Hedgeye Retail’s Take: This is interesting, actually. The boost in raw materials in cotton, oil, etc, has disproportionately not taken up leather. As such, Vietnam – which is perhaps the most skilled country from a footwear building standpoint – is likely to shift on the margin to leather. Unlikely to have a big impact in the US, but for companies that sell leather footwear in Europe are probably going to benefit. This will help Ralph Lauren, Timberland, and a host of luxury brands.

 

Jeans Makers Embrace Point-of-Sale - The hot new trend in premium denim isn’t aesthetic, but practical: a strong partnership with retailers. Jeans makers are increasing efforts to work more closely with merchants and boost their marketing and branding presence on the sales floor. While vendors have always tried to cultivate good relationships with buyers, the tenor of their new initiatives has heightened amid weak sales in the challenging economy. Taking a more proactive approach, denim companies want to keep their spots on the competitive sales floor, where stores are kicking out brands that fail to sell. “This is a bull’s-eye economy,” said Gina Bloomingdale, vice president of sales at Los Angeles-based Habitual. “People are dropping lines and closing their doors.

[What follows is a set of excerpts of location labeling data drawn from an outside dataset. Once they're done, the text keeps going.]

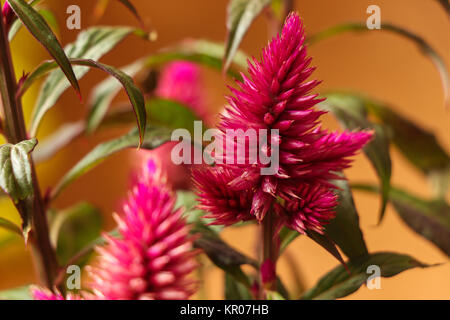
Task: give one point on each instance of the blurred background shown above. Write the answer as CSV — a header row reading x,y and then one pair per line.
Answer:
x,y
383,66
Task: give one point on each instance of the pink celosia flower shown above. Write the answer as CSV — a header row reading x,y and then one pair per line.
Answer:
x,y
276,95
181,81
155,255
8,15
45,294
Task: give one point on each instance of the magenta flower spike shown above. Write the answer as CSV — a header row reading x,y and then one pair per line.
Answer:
x,y
277,95
155,256
8,15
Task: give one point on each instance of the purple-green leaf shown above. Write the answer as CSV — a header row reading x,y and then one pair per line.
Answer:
x,y
351,112
429,218
39,28
339,283
240,15
92,44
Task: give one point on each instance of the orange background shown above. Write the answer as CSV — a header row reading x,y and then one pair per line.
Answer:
x,y
382,65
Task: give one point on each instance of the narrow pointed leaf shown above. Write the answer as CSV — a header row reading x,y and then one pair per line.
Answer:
x,y
425,153
39,28
134,94
240,15
325,242
17,24
351,113
164,112
92,44
202,52
74,228
339,283
154,137
344,229
103,95
430,219
423,46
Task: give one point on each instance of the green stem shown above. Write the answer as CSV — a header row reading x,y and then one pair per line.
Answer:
x,y
269,248
14,129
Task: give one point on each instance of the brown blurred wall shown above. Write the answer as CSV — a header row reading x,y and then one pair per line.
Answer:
x,y
382,65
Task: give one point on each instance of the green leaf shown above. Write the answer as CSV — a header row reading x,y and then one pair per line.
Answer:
x,y
74,228
20,293
272,295
60,138
8,225
235,290
430,219
351,112
202,52
223,256
36,24
84,254
15,169
134,94
425,153
164,112
104,93
240,16
46,14
171,113
344,230
154,137
92,44
339,283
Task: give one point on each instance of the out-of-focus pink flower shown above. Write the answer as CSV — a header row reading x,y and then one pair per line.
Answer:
x,y
8,15
276,95
155,256
45,294
182,82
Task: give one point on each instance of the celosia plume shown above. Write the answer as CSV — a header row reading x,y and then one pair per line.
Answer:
x,y
155,256
277,95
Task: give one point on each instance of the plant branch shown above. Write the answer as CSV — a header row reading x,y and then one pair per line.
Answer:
x,y
15,132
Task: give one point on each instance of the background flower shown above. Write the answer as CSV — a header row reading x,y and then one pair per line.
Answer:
x,y
155,255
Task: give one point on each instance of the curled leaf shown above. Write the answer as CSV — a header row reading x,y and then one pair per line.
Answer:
x,y
240,15
39,28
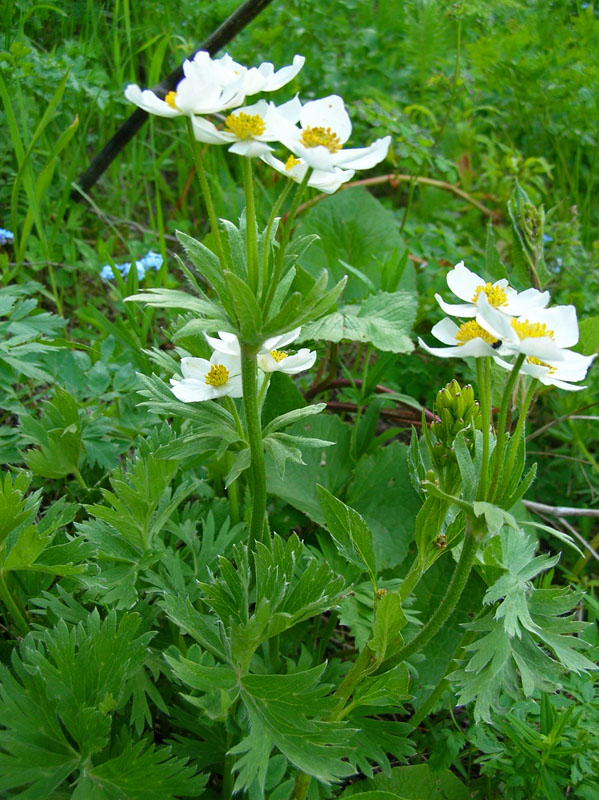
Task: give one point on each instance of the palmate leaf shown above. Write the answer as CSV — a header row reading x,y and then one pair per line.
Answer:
x,y
290,587
287,711
524,639
56,712
140,772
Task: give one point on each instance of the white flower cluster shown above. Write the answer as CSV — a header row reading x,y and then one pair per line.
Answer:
x,y
503,322
221,375
314,133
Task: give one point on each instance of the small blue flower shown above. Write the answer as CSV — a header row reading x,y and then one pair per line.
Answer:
x,y
152,260
106,273
6,237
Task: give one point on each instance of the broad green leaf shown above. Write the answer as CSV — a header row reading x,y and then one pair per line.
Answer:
x,y
381,491
389,620
419,782
349,532
385,320
355,228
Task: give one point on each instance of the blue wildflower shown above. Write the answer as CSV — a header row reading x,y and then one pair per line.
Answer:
x,y
6,237
152,260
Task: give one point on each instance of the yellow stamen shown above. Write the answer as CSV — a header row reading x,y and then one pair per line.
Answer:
x,y
531,330
245,126
170,100
217,376
291,162
313,137
472,330
495,295
539,363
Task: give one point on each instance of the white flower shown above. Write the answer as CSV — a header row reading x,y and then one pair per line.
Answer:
x,y
212,85
325,126
543,333
296,168
281,361
469,286
271,358
207,380
246,129
467,340
560,374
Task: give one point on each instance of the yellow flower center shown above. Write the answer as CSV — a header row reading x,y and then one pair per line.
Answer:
x,y
472,330
313,137
217,376
539,363
170,100
291,162
495,294
531,330
245,126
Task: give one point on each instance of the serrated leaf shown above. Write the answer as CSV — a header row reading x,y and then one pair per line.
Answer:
x,y
349,531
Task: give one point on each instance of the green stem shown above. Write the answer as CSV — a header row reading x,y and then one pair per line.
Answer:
x,y
254,438
483,371
201,173
513,450
445,608
351,680
271,222
286,235
302,784
13,608
453,86
410,581
505,404
250,225
226,791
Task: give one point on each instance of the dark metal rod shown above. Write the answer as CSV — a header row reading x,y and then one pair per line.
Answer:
x,y
238,20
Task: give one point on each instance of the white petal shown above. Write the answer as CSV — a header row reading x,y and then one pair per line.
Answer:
x,y
328,112
522,302
192,391
226,343
284,75
276,342
150,102
205,131
463,282
456,309
196,368
445,331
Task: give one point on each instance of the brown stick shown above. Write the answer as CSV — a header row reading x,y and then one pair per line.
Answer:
x,y
396,179
238,20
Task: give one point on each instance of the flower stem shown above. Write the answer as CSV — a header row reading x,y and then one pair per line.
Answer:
x,y
505,405
271,222
250,225
513,449
285,241
483,370
254,437
445,608
201,173
11,604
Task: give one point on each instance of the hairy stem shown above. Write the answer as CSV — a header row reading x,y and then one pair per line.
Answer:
x,y
254,438
201,172
445,608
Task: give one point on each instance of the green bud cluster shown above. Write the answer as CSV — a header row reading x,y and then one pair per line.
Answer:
x,y
455,410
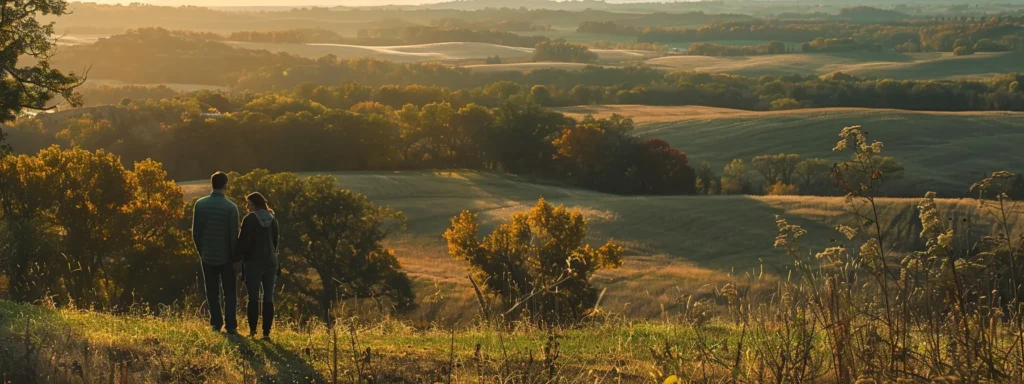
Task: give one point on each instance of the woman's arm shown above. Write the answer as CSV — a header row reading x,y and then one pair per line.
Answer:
x,y
242,248
275,232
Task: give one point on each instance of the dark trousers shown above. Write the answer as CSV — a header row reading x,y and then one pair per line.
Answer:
x,y
217,276
257,278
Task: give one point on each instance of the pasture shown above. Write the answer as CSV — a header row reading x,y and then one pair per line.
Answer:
x,y
675,246
942,152
883,65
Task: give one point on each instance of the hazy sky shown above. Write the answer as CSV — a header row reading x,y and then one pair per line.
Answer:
x,y
296,3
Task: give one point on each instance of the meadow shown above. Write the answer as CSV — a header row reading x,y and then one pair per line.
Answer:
x,y
675,246
942,152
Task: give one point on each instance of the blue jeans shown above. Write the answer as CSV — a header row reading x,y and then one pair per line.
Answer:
x,y
260,278
215,278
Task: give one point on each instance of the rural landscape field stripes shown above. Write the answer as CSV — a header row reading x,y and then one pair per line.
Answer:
x,y
467,192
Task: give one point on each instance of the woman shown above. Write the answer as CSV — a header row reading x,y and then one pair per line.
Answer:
x,y
258,246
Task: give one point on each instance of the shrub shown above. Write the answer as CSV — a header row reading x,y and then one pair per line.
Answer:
x,y
537,264
336,235
780,188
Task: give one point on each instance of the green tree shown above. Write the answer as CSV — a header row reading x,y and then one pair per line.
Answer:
x,y
541,95
23,36
335,233
85,228
734,179
538,264
813,175
775,168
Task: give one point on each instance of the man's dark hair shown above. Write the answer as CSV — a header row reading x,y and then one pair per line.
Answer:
x,y
219,180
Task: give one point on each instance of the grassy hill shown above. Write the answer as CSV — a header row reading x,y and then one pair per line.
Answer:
x,y
942,152
48,345
883,65
675,245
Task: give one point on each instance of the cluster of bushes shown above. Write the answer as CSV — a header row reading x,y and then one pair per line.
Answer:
x,y
784,174
838,45
709,49
929,35
562,51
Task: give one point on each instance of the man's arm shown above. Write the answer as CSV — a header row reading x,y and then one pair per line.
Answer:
x,y
275,231
232,229
198,228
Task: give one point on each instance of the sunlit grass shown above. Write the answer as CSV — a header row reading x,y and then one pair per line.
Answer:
x,y
675,246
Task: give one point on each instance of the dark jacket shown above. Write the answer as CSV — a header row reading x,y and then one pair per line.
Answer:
x,y
215,224
259,239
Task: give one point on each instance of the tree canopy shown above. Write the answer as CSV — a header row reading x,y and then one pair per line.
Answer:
x,y
33,85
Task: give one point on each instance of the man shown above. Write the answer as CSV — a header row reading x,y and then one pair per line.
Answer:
x,y
215,232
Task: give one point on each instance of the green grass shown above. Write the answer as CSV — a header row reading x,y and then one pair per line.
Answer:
x,y
882,65
942,152
67,344
675,245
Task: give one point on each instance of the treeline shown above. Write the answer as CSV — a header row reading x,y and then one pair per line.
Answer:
x,y
293,132
389,36
634,87
213,62
930,35
709,49
838,45
653,47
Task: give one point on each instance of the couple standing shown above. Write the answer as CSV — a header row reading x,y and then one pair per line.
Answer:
x,y
224,249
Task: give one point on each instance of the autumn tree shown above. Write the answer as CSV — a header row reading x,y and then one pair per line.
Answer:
x,y
83,227
660,169
335,233
538,264
734,180
32,84
776,168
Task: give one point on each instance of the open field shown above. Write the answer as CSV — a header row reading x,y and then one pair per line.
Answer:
x,y
526,67
674,245
180,348
942,152
883,65
427,52
403,53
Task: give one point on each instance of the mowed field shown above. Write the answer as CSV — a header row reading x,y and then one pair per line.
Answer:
x,y
882,65
674,245
942,152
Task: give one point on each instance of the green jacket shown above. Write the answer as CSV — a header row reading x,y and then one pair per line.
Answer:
x,y
215,228
258,240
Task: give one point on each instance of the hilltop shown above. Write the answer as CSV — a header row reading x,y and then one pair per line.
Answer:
x,y
674,245
943,152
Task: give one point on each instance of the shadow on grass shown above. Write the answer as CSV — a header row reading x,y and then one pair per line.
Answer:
x,y
267,361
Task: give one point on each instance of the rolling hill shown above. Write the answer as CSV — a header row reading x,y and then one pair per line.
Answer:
x,y
426,52
882,65
675,245
942,152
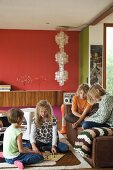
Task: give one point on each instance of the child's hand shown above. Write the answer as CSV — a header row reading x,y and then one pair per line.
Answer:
x,y
36,150
53,149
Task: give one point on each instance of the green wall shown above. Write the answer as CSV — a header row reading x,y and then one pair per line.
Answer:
x,y
84,56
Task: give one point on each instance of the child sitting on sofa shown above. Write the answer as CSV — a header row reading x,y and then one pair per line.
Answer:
x,y
80,107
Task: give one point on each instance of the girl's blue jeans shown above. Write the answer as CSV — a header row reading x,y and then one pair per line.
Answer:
x,y
27,158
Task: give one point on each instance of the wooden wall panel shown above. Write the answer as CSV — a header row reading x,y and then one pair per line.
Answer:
x,y
29,98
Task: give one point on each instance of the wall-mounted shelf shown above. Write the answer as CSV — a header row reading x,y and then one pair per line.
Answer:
x,y
29,98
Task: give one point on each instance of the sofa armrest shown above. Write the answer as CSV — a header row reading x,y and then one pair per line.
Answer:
x,y
102,151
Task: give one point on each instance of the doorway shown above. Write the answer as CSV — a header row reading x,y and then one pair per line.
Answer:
x,y
108,58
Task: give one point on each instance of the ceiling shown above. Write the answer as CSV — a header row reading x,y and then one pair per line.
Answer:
x,y
50,14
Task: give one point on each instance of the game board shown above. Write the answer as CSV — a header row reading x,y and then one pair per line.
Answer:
x,y
48,156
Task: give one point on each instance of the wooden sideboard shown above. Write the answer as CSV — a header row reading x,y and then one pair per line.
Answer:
x,y
29,98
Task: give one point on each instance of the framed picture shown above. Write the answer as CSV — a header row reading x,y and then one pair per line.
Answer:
x,y
95,64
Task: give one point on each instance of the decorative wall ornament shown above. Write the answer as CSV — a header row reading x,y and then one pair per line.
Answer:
x,y
61,58
95,64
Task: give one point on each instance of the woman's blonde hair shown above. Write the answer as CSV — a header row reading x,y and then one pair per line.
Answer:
x,y
15,115
84,87
95,92
45,104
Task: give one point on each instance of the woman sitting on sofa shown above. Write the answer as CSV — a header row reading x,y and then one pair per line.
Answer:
x,y
104,115
80,107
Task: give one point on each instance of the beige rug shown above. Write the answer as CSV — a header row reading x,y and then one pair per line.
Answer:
x,y
52,165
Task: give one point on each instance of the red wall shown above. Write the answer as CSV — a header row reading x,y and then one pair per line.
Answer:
x,y
27,60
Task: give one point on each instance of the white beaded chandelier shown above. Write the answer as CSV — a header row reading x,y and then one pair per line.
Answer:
x,y
61,58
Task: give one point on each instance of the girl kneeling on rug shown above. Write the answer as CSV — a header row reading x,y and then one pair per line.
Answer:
x,y
44,134
13,150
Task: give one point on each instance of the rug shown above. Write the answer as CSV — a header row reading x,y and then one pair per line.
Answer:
x,y
70,160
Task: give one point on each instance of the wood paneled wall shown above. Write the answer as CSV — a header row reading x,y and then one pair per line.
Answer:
x,y
29,98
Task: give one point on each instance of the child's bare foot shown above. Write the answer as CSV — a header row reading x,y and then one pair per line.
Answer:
x,y
19,165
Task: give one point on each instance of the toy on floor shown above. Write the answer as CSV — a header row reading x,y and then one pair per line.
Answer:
x,y
48,156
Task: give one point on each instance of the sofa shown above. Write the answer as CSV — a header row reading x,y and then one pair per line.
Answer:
x,y
102,147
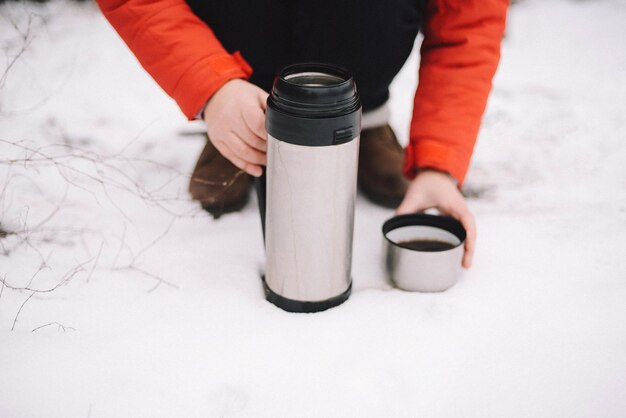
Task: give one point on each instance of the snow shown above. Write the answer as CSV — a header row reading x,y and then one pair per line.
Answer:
x,y
159,310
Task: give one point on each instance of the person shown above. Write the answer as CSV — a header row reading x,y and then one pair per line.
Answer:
x,y
218,58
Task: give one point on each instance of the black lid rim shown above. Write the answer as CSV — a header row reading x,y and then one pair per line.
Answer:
x,y
447,223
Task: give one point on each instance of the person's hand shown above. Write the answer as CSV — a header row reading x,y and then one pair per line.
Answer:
x,y
235,118
434,189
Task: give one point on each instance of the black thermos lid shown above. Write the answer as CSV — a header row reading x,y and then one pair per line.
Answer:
x,y
313,104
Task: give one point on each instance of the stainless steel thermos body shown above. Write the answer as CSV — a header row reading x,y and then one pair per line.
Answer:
x,y
313,121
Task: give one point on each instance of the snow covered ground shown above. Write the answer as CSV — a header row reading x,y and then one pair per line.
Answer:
x,y
122,299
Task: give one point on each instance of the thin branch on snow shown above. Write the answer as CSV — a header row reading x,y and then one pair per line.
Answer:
x,y
20,310
60,327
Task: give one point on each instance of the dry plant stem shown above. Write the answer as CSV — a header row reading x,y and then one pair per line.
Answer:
x,y
60,327
20,310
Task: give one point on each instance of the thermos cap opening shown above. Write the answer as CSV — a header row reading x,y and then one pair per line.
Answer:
x,y
314,104
315,91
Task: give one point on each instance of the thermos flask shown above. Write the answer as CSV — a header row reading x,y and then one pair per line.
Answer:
x,y
313,121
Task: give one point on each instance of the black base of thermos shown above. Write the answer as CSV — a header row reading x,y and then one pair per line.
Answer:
x,y
299,306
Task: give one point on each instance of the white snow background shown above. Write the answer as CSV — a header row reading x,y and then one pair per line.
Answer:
x,y
120,298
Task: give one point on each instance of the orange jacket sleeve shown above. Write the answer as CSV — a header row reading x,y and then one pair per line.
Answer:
x,y
176,48
459,56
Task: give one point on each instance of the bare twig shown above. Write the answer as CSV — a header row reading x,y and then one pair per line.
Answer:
x,y
60,327
20,310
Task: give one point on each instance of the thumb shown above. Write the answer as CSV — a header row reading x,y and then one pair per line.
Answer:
x,y
413,202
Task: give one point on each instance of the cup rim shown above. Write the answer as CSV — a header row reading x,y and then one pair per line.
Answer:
x,y
447,223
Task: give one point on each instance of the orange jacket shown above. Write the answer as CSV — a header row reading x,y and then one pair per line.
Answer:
x,y
459,56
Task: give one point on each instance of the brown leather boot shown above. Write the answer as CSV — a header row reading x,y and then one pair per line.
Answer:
x,y
380,175
217,184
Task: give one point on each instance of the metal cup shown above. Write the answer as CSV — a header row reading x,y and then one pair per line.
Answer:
x,y
423,252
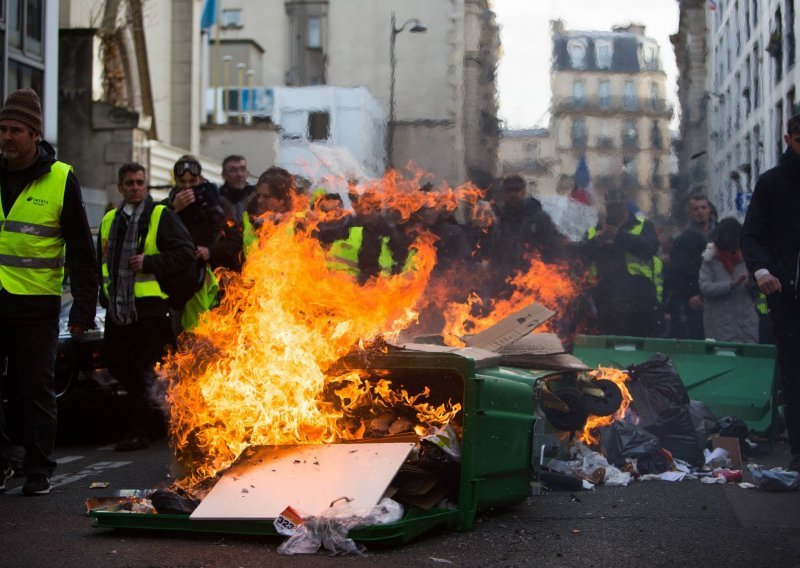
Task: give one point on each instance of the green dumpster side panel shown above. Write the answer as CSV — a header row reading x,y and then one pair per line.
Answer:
x,y
733,379
496,448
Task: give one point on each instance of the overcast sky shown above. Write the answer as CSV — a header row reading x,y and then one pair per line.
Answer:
x,y
524,73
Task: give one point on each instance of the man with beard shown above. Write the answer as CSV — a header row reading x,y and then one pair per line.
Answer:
x,y
771,249
44,227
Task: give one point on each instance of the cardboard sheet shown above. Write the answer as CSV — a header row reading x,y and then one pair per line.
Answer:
x,y
511,328
265,479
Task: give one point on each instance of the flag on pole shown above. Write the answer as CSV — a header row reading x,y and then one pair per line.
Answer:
x,y
583,192
209,16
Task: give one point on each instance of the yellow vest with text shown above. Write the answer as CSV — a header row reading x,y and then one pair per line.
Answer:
x,y
144,285
653,269
32,248
343,254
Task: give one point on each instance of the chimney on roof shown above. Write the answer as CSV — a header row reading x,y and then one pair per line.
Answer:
x,y
636,29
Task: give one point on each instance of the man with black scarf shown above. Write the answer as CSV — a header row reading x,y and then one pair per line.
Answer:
x,y
771,249
44,227
139,245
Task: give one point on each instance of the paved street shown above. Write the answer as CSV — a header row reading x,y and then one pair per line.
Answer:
x,y
645,524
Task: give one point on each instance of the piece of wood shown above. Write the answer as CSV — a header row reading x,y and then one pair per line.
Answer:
x,y
511,328
266,479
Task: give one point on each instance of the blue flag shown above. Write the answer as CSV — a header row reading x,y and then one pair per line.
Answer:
x,y
209,17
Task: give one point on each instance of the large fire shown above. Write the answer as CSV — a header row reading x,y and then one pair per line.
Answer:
x,y
255,371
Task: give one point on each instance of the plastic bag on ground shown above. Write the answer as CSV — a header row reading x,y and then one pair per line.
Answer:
x,y
622,440
774,479
662,404
330,529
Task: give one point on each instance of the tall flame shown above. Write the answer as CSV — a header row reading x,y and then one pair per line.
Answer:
x,y
253,369
549,284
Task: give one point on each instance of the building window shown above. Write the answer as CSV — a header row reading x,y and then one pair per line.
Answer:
x,y
579,133
579,94
629,95
604,53
231,19
604,94
314,33
577,53
790,43
319,124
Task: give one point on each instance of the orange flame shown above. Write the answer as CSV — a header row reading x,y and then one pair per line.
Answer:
x,y
548,284
589,435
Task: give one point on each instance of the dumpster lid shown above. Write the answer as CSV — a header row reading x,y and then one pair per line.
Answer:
x,y
267,479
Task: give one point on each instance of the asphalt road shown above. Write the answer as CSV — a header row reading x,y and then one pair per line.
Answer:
x,y
645,524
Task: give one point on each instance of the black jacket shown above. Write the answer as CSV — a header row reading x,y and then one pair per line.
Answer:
x,y
207,224
175,255
80,264
771,232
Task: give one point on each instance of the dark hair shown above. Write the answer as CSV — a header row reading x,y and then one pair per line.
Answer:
x,y
515,182
129,168
793,125
233,158
727,234
279,181
185,163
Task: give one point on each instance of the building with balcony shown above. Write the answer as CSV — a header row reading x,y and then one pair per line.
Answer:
x,y
751,91
609,104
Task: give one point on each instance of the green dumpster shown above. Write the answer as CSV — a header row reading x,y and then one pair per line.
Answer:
x,y
498,414
733,379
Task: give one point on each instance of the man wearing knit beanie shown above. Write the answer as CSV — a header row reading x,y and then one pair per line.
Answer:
x,y
44,228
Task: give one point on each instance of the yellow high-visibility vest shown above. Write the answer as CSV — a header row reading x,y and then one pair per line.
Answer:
x,y
144,285
32,248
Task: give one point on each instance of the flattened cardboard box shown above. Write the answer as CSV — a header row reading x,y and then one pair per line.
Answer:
x,y
511,328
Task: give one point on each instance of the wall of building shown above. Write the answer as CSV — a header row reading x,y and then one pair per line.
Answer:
x,y
258,143
531,154
750,92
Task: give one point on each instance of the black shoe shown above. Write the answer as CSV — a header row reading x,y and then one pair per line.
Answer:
x,y
131,444
36,484
5,474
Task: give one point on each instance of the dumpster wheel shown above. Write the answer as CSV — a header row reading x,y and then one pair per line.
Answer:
x,y
608,403
572,419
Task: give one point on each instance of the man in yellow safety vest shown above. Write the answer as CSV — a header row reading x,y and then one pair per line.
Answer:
x,y
43,227
139,244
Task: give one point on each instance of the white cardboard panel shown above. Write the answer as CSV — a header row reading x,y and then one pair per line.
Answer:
x,y
263,483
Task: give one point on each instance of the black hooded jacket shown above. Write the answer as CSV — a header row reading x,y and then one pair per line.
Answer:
x,y
771,232
80,263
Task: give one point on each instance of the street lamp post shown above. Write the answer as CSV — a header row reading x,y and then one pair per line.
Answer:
x,y
416,27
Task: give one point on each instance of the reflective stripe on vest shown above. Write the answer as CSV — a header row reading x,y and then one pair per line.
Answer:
x,y
32,250
652,270
761,304
343,254
144,285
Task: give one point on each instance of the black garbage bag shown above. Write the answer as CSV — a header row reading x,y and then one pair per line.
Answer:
x,y
169,502
621,440
705,423
662,404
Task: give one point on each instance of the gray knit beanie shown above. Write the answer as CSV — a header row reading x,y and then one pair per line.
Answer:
x,y
23,105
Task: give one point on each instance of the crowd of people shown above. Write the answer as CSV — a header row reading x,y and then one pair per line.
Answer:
x,y
157,266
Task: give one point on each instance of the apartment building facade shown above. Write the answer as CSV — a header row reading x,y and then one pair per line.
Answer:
x,y
751,90
609,105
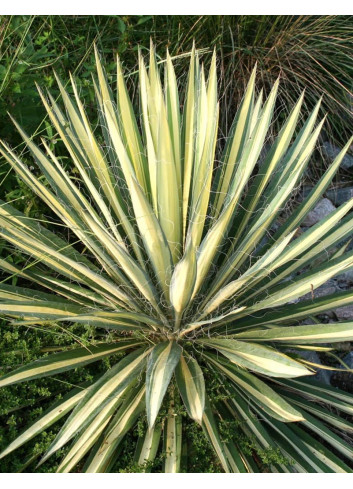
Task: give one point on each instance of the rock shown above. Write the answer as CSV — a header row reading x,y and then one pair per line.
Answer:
x,y
304,192
344,380
321,210
330,151
345,279
340,195
344,313
321,375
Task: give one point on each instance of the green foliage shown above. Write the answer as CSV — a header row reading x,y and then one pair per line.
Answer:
x,y
165,266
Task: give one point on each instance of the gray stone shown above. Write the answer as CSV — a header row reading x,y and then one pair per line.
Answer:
x,y
340,195
345,280
321,210
330,151
321,374
344,313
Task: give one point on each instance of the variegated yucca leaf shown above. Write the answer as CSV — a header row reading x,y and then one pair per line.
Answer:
x,y
182,277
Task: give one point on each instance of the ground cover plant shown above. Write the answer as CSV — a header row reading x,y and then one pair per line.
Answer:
x,y
163,248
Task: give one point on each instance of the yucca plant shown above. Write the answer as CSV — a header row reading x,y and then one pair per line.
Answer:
x,y
169,256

Before, if you had a 50 percent sell-through, you were OK. Now, if you’re not getting a 60 percent sell-through, they’re not coming back to see you.” <WWD>

Hedgeye Retail’s Take: This probably leaves out the fact that the premium denim market has tanked. Interesting, though, to see smaller retailers behave so rationally. It’s a shame that department stores don’t have the luxury to boot out a brand that is ‘only’ putting up a 50% sell-through.

 

Dolce & Gabbana Expanding in China - Italian fashion brand Dolce & Gabbana unveiled plans for 15 new stores across China in an effort to boost business in the world's fastest-growing luxury-goods market. The company currently operates 26 stores in China, including Hong Kong. The fashion house, which has become a major global business in the past decade, said the 15 new boutiques will be opened within the next two years.  It also plans to introduce a high-end cosmetics line developed with consumer-goods giant Procter & Gamble Co., according to designers Domenico Dolce and Stefano Gabbana, in an interview on Monday. D&G and P&G several years ago forged a partnership to produce fragrances and cosmetics. <WallstreetJournal>

Hedgeye Retail’s Take: There 's plenty of room for continued expansion in China off a low base; however, the cosmetics line is the real callout here. Given the brand's loyal customer base and successful foray into fragrance, This is a natural extension that could ramp quickly for the company.